He frowned down at his screen. “The last major set of blips was that way, but I’m getting a lot of interference. It looks like there’s more movement to the right, back towards the start of the loop, but there’s too many blips.” 

It’s not too many, there are just more than you accounted for, Maggie thought. “Alright, let me check.” 

He turned and frowned, but Maggie was busy putting a hand on the hilt of Dane. 

Dane, can you hear me?

Yes Maggie 

Do you know where we are?

I can hear my siblings they are close

Maggie gritted her teeth. Out loud, she said, “This is a bad idea.” 

Show me.

Images flashed in her brain, painful and acutely unfamiliar. Images from a hundred sets of eyes, maybe more, pouring out of a hole in the floor. In these visions, she could see perfectly in pitch darkness, but spots of light were blinding and seared her retinas.

Some of the images that flashed in her mind showed a dark tunnel with waves of movement. Others were even deeper, ancient caves that hadn’t been worked by any mortal tool. And, in just a few sets of images, she saw blinding light and arcs of crimson magic, the team backed into a corner and fighting desperately, Twig roaring as she worked to tip a backhoe down one of the holes that the petraforms were coming—

Maggie gasped and pulled her hand away. Even with the insulating sheet of foil, her method of communication with the queen hurt. 

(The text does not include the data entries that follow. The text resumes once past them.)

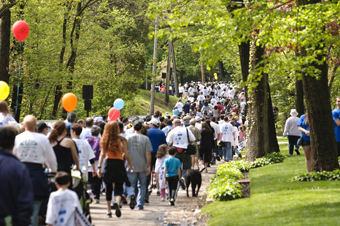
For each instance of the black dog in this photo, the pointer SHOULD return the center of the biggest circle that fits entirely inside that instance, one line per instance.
(195, 178)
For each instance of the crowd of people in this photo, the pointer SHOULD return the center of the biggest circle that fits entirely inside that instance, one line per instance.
(121, 158)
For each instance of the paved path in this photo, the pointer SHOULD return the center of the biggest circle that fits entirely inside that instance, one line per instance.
(154, 213)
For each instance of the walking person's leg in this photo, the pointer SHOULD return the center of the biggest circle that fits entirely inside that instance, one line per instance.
(308, 154)
(131, 190)
(141, 178)
(291, 144)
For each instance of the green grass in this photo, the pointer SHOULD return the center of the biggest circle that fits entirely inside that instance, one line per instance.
(140, 105)
(275, 201)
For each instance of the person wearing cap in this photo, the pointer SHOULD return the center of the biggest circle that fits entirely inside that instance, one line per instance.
(168, 127)
(292, 131)
(178, 137)
(42, 128)
(197, 134)
(34, 150)
(140, 148)
(157, 138)
(186, 120)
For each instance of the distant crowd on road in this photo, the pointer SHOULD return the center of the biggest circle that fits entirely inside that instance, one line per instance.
(120, 158)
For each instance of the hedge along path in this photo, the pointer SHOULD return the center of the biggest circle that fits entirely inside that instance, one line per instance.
(276, 201)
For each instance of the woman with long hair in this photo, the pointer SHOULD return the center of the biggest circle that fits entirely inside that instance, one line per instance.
(5, 115)
(64, 148)
(303, 126)
(113, 146)
(207, 144)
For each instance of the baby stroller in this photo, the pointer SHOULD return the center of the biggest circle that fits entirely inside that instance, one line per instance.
(79, 186)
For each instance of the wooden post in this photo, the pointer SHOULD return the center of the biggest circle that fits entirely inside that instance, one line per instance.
(154, 67)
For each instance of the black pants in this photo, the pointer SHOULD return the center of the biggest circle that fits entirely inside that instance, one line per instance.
(153, 163)
(172, 185)
(96, 183)
(109, 189)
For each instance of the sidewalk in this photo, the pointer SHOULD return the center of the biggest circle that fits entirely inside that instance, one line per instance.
(185, 212)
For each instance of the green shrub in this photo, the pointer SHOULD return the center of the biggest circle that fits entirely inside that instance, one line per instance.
(315, 176)
(224, 186)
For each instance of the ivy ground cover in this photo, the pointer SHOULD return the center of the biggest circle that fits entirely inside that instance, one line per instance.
(276, 201)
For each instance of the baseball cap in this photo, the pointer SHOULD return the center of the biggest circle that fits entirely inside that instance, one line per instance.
(98, 119)
(169, 123)
(153, 121)
(40, 127)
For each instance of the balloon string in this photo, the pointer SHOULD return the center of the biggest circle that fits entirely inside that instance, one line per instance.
(17, 102)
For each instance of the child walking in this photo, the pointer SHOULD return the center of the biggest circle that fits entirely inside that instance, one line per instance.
(172, 172)
(162, 155)
(62, 203)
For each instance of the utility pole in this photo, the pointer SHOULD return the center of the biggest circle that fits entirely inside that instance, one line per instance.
(154, 67)
(168, 71)
(174, 67)
(202, 68)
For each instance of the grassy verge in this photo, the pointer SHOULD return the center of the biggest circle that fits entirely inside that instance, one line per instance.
(275, 201)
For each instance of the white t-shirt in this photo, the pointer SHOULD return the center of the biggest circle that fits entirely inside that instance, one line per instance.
(179, 105)
(216, 128)
(34, 147)
(235, 143)
(61, 208)
(4, 119)
(200, 98)
(159, 168)
(85, 154)
(178, 137)
(227, 132)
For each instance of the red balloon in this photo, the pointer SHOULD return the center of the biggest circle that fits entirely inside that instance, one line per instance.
(114, 114)
(20, 30)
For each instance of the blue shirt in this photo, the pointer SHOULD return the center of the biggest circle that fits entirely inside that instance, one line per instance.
(301, 123)
(157, 138)
(336, 115)
(175, 112)
(165, 129)
(172, 164)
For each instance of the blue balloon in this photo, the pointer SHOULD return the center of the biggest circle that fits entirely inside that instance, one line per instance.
(118, 104)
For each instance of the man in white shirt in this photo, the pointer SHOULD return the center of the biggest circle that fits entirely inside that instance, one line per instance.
(178, 137)
(179, 106)
(291, 129)
(227, 137)
(34, 149)
(216, 126)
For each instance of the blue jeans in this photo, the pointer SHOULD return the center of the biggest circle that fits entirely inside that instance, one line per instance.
(215, 149)
(227, 153)
(34, 217)
(141, 178)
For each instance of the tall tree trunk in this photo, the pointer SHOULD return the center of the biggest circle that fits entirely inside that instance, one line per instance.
(299, 105)
(258, 144)
(323, 145)
(168, 71)
(5, 36)
(273, 144)
(316, 92)
(154, 67)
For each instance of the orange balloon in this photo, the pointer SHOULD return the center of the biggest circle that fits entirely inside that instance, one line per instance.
(69, 102)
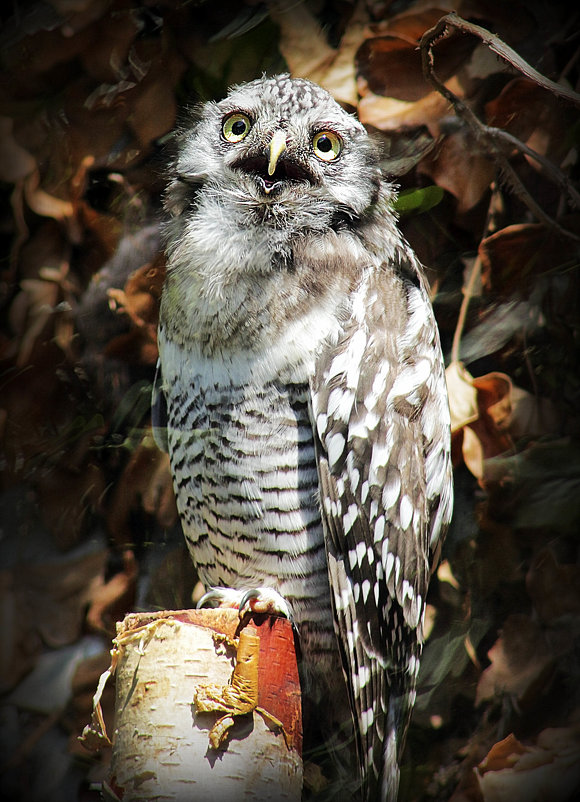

“The construction site,” she panted. “They’re at the construction site.” 

“Ma’am?” Lou asked.

Maggie shook her head and returned to her jogging pace. There was no time to explain, she just had to get to the team before it was too late.

It took another forty seconds before she could see light coming around the bend, and another thirty seconds after that before she saw motion. Four battered fae were fighting amidst the bodies of several dozen petraforms.

Not fighting. Winning. 

Darius was up atop a piece of scaffolding, deploying some kind of sonic weapon that the petraforms seemed to hate, judging by their screeches. Twig had given up her hammer in favor of a backhoe shovel, swinging around the massive piece of steel with preternatural speed, sending up chips of petraform chitin where she hit. Vera looked like a red comet, spinning through the air and sending down bolts of tangling power, and Frey was leading the way with her blade, hacking apart any petraform that dared breathe in her presence. 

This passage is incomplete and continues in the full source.